In all likelihood, each of those items, along with many other products you come in contact with daily, arrived at the store by truck. Even on campus, trucks are frequently found dropping off supplies for Dining Service and making other deliveries that are vital to the operation of the university.
Despite that, trucks and those who drive them tend to be overlooked as people become more cut off from the process of turning raw materials into products on store shelves.
However, if the current truck shortage reported by the American Trucking Association does not reverse, everyone could start noticing truckers a lot more - because those products might never make it to the shelves.
According to the American Trucker's Association, job turnover and a lack of people entering the profession have led to a current shortage of 20,000 drivers. And the shortage is expected to increase by more than five times by 2014.
This is a problem not just for the truckers but for those of us who rely - even if we don't realize it - on truckers to bring us the things we need.
Even in this era of technological advancements, products have to get from Point A to Point B somehow, and currently trucks are the best way to make that happen. In fact, the trucking industry hauled about 9.8 billion tons of freight in 2004, and the projected number for a decade from now is 13 billion tons.
But without enough drivers to move that freight, you don't get the goods you need when you want them - or when you need them.

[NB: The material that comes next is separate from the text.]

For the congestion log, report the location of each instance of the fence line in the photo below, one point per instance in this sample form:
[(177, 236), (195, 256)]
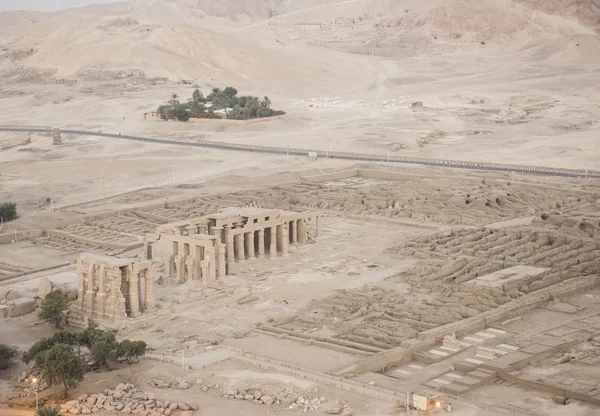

Of course, Congress and business leaders are the people with the power to change this system and help improve conditions so the industry can recover from the shortage. There's not much students can do at the moment. However, there is one thing.
Students can appreciate the products that arrive in Muncie every day for their consumption. They can consider the international network of businesses, jobs, services - and people - that makes their lives possible. They can realize that even the smallest ripple on one end of the production chain can cause tidal waves in terms of the convenience with which they live their lives.
It's all connected, and situations like the trucker shortage affect each of us.